Mortgage risk as measured by the American Enterprise Institute’s (AEI) International Center on Housing Risk fell slightly from January to February, though certain market segments continue to see a rise in potential problem loans.
AEI’s National Mortgage Risk Index (NMRI), a measure of loans’ default risk under stressful conditions, retreated to 11.6 percent last month from January’s reading of 11.8 percent. To gauge where February’s index lies historically, 1990 vintage loans would have an estimated index value of 6 percent, while riskier 2007 loans would be up at 19 percent.

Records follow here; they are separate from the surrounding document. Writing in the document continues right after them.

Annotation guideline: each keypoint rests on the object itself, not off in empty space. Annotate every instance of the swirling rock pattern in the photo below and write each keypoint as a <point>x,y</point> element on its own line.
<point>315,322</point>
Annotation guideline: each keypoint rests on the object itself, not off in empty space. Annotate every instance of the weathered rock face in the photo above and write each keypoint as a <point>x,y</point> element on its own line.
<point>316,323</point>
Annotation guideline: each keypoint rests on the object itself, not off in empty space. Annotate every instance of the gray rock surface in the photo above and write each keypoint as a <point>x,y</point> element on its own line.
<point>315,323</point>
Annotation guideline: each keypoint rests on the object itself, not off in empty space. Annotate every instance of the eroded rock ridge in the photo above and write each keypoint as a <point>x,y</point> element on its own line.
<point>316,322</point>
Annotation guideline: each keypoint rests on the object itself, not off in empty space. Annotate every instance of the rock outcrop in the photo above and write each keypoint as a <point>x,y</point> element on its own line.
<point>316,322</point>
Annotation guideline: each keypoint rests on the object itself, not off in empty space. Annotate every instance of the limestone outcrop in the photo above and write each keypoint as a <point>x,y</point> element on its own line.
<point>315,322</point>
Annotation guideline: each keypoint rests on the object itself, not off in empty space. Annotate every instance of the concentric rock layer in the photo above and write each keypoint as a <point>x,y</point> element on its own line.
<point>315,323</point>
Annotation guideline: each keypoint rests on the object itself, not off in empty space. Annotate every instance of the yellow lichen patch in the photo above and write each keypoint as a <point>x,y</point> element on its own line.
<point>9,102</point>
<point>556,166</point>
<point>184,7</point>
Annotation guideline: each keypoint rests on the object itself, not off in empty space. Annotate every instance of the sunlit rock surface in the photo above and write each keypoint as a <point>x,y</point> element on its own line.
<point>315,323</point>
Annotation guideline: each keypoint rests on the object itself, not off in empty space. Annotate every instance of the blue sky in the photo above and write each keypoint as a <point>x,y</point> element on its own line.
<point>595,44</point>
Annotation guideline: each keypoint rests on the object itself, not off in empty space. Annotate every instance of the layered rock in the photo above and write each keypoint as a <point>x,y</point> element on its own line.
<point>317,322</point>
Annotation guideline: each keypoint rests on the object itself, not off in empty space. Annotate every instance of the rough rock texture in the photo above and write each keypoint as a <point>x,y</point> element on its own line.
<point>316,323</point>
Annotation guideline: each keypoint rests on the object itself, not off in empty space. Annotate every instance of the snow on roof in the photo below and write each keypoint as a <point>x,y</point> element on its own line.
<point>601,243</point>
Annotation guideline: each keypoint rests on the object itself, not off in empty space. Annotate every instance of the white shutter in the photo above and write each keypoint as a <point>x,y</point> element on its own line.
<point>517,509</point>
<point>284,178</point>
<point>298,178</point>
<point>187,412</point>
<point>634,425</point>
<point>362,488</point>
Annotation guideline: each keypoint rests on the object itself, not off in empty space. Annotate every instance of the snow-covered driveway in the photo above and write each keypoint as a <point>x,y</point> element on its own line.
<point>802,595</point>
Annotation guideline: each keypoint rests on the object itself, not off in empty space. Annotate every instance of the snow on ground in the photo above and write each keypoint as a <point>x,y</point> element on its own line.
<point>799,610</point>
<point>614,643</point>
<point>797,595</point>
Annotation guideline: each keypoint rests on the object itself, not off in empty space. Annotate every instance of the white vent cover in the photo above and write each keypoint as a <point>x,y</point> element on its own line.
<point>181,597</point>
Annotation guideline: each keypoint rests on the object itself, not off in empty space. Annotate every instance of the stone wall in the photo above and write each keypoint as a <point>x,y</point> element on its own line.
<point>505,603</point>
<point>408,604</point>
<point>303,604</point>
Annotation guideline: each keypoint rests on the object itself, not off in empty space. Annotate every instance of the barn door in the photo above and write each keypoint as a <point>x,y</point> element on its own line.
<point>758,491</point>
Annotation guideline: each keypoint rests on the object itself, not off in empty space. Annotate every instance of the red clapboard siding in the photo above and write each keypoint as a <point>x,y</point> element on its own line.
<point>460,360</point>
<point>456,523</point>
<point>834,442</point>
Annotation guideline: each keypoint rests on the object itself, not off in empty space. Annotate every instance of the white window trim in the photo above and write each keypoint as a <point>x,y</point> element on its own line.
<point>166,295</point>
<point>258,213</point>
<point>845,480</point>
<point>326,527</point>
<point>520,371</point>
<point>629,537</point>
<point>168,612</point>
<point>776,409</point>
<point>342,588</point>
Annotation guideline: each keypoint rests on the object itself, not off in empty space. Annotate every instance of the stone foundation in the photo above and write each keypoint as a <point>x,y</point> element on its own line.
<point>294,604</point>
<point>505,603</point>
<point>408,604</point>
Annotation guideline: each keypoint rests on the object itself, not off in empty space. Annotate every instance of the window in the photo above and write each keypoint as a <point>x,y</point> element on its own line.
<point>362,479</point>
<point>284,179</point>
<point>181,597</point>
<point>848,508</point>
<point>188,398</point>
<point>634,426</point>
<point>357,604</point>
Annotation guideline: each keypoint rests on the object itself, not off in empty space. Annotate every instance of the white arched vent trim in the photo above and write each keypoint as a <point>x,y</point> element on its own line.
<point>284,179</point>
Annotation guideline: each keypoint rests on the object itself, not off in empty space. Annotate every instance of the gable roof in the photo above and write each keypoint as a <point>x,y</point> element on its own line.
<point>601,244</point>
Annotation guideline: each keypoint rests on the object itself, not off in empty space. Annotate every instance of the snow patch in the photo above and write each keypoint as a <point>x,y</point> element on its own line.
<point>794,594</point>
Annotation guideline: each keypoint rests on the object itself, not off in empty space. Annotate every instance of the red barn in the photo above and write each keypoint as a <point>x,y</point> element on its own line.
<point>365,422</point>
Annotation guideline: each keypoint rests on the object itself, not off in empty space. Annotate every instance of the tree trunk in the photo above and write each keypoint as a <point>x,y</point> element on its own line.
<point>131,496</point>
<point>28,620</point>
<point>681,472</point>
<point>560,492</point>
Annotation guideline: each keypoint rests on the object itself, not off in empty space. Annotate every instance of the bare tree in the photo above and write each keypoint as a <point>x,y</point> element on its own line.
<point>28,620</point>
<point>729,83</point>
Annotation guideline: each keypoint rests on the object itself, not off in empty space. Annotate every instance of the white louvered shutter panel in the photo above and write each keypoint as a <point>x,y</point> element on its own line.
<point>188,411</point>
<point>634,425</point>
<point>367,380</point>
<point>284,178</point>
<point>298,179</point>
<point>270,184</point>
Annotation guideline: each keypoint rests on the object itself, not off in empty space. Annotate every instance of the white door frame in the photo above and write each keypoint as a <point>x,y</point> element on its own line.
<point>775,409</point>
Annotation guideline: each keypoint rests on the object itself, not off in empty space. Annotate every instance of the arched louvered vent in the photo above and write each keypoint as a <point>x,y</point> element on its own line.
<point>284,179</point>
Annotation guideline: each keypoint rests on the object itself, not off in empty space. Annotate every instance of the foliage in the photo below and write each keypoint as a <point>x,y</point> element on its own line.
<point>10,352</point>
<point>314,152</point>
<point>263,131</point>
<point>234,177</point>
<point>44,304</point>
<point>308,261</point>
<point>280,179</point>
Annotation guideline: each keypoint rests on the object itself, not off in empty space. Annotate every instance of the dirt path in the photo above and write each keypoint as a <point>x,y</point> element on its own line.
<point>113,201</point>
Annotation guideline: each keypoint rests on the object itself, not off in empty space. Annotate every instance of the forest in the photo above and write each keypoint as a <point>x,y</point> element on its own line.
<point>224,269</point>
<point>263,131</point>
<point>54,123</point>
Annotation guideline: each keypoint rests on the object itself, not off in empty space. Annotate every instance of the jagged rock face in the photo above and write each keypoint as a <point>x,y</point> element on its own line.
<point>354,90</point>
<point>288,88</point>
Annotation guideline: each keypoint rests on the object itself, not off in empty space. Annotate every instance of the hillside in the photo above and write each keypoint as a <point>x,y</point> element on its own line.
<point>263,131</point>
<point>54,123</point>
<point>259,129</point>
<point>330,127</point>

Both of the component indices measuring risk ticked up, indicating an increase in default risk; the index gauging risk conditions at Fannie Mae and Freddie Mac inched up one-tenth of a percentage point to 5.9 percent, while the Federal Housing Administration’s (FHA) risk index moved up the same amount to 24.5 percent.

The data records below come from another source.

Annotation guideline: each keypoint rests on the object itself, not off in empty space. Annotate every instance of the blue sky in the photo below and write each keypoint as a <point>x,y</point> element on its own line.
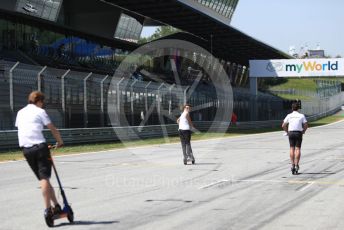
<point>282,23</point>
<point>285,23</point>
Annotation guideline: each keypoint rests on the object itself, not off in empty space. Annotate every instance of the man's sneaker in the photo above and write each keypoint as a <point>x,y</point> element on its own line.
<point>297,167</point>
<point>57,209</point>
<point>48,216</point>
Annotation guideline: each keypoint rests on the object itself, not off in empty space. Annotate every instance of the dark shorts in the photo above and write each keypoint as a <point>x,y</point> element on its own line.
<point>295,139</point>
<point>38,157</point>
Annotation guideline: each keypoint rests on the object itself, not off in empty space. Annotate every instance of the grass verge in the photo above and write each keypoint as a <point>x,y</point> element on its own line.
<point>17,155</point>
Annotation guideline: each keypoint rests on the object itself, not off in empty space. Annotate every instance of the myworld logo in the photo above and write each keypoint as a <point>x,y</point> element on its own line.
<point>312,66</point>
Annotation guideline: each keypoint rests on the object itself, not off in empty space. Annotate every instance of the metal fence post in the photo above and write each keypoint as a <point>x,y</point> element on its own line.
<point>132,101</point>
<point>63,97</point>
<point>85,100</point>
<point>170,101</point>
<point>102,100</point>
<point>118,101</point>
<point>39,79</point>
<point>185,90</point>
<point>11,87</point>
<point>146,96</point>
<point>159,103</point>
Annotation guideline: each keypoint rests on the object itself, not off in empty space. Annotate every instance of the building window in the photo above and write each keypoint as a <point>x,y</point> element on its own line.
<point>128,28</point>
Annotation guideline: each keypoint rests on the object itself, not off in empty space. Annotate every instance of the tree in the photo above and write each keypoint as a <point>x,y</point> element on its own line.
<point>160,32</point>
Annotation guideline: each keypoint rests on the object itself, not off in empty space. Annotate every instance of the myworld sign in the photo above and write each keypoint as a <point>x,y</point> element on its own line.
<point>329,67</point>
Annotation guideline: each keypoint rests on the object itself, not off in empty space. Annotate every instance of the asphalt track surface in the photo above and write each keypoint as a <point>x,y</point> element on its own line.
<point>236,183</point>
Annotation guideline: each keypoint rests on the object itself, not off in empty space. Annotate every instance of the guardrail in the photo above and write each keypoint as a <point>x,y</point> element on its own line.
<point>9,139</point>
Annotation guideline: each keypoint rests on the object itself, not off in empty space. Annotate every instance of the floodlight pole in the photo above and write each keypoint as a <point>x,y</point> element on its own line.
<point>39,79</point>
<point>85,100</point>
<point>102,100</point>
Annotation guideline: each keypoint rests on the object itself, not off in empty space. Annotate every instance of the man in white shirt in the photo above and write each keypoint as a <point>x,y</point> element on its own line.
<point>184,127</point>
<point>30,122</point>
<point>296,125</point>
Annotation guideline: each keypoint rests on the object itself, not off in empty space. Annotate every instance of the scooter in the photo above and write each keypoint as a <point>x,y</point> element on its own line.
<point>67,211</point>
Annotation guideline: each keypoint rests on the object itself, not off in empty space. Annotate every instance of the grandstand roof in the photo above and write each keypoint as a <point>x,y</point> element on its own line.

An index value of less than 6 is “indicative of conditions conducive to a stable market,” AEI says.
While both components were up, the overall composite still benefited from a decline in the share of high-risk loans last month and a slight improvement in the share of low-risk loans. Still, at 42.8 percent, low-risk lending remained down more than 4 percentage points compared to six months prior.

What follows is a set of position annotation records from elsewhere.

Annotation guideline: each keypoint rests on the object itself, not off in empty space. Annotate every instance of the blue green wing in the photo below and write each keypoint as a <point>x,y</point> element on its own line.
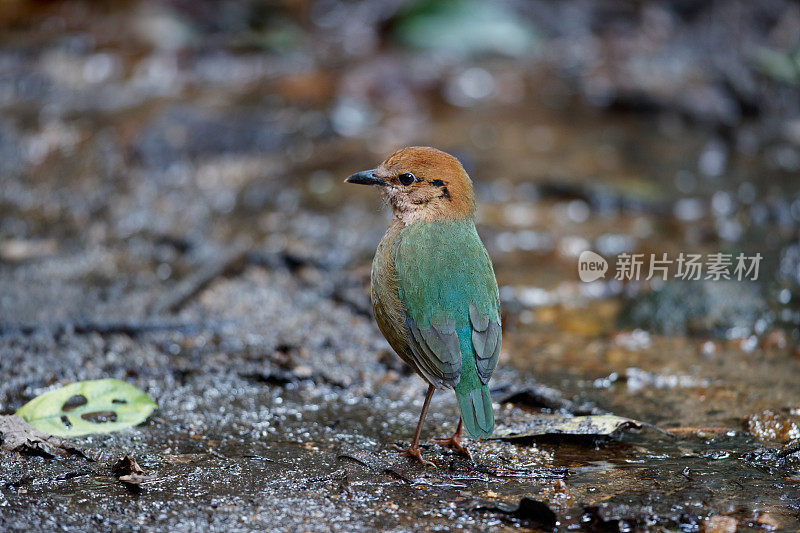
<point>449,293</point>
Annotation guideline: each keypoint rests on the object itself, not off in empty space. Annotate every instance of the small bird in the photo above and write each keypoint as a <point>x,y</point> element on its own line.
<point>433,289</point>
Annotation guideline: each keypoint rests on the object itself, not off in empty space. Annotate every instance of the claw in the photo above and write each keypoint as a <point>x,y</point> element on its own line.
<point>413,451</point>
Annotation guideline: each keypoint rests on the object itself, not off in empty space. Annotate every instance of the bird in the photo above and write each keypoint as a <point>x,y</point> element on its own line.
<point>433,288</point>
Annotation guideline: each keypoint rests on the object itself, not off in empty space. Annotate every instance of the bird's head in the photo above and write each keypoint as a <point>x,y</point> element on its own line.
<point>422,183</point>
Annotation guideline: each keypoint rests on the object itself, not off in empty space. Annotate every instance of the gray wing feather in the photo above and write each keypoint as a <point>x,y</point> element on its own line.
<point>486,339</point>
<point>436,352</point>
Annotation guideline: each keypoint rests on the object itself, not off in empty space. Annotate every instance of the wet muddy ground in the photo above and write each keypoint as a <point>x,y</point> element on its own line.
<point>172,214</point>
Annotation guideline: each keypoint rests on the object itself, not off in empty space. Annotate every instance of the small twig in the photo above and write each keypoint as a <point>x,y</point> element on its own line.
<point>197,281</point>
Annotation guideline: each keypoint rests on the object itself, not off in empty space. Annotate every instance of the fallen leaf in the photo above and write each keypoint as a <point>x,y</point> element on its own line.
<point>99,406</point>
<point>16,435</point>
<point>127,470</point>
<point>549,425</point>
<point>528,510</point>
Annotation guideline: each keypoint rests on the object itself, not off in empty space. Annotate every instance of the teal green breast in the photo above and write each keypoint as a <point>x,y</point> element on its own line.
<point>448,295</point>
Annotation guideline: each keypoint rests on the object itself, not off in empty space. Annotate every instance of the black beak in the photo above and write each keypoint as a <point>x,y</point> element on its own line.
<point>366,177</point>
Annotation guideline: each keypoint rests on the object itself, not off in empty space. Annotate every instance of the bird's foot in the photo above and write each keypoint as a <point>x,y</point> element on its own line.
<point>415,452</point>
<point>454,443</point>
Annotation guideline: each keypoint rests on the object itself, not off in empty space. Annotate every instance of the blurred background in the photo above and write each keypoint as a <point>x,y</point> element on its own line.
<point>140,135</point>
<point>173,213</point>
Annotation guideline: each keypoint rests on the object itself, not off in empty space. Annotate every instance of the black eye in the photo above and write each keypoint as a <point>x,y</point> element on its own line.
<point>406,178</point>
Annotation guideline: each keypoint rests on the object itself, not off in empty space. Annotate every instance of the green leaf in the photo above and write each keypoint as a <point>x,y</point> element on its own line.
<point>465,28</point>
<point>99,406</point>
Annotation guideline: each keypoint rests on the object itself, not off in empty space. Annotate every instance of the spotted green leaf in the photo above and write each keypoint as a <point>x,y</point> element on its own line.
<point>99,406</point>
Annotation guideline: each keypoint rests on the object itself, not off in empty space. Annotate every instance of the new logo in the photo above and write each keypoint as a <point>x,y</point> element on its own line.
<point>591,266</point>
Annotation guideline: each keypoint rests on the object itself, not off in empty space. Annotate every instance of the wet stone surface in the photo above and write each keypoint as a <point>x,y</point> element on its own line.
<point>172,215</point>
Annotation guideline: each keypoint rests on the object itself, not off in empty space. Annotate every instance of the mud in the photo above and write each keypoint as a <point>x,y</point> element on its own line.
<point>172,214</point>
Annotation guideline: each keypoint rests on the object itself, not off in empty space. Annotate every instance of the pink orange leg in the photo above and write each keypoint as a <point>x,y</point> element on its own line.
<point>413,450</point>
<point>454,442</point>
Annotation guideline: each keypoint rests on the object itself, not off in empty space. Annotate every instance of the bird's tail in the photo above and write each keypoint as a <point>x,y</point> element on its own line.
<point>475,405</point>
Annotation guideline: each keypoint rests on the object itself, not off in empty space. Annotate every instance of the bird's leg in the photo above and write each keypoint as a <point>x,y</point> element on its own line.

Even with the overall decline, February’s index illustrates the lack of impact the qualified mortgage (QM) rule has had on lending, AEI says—due in part to selective enforcement of the 43 percent debt-to-income ratio (DTI) requirement. According to the group, about a quarter of home purchase loans tracked in the index that are classified as QM exceed that threshold.
“Since all of the government agencies are exempt from that, we see a continuing rise in loans with debt ratios above 43 percent,” said Edward Pinto, resident fellow for AEI and co-director of the International Center on Housing Risk.
At the local level, all states registered index values above the 6 percent line, with only Hawaii coming in below 7 percent. Most states have a composite index between 9.5 and 13 percent, AEI reports, though a few at the high end of the spectrum—such as Mississippi—remain in the mid-teens.
“Most of this variation is really a result of whether a state has a high or a low concentration of FHA loans,” said Stephen Oliner, resident scholar for AEI and also co-director of the Center on Housing Risk. Oliner offers as an example California and Texas, the two states with the largest FHA markets and which each have risk indices above 10 percent.
“It’s clear the FHA is not doing any active risk management with regards to the loans that they’re guaranteeing” in vulnerable states, he added.
Monday’s release from AEI is timely as more lenders discuss their options to expand offerings and guidelines for borrowers with credit scores below 640—loans that, according to AEI scholars, have a greater than one in three chance of defaulting.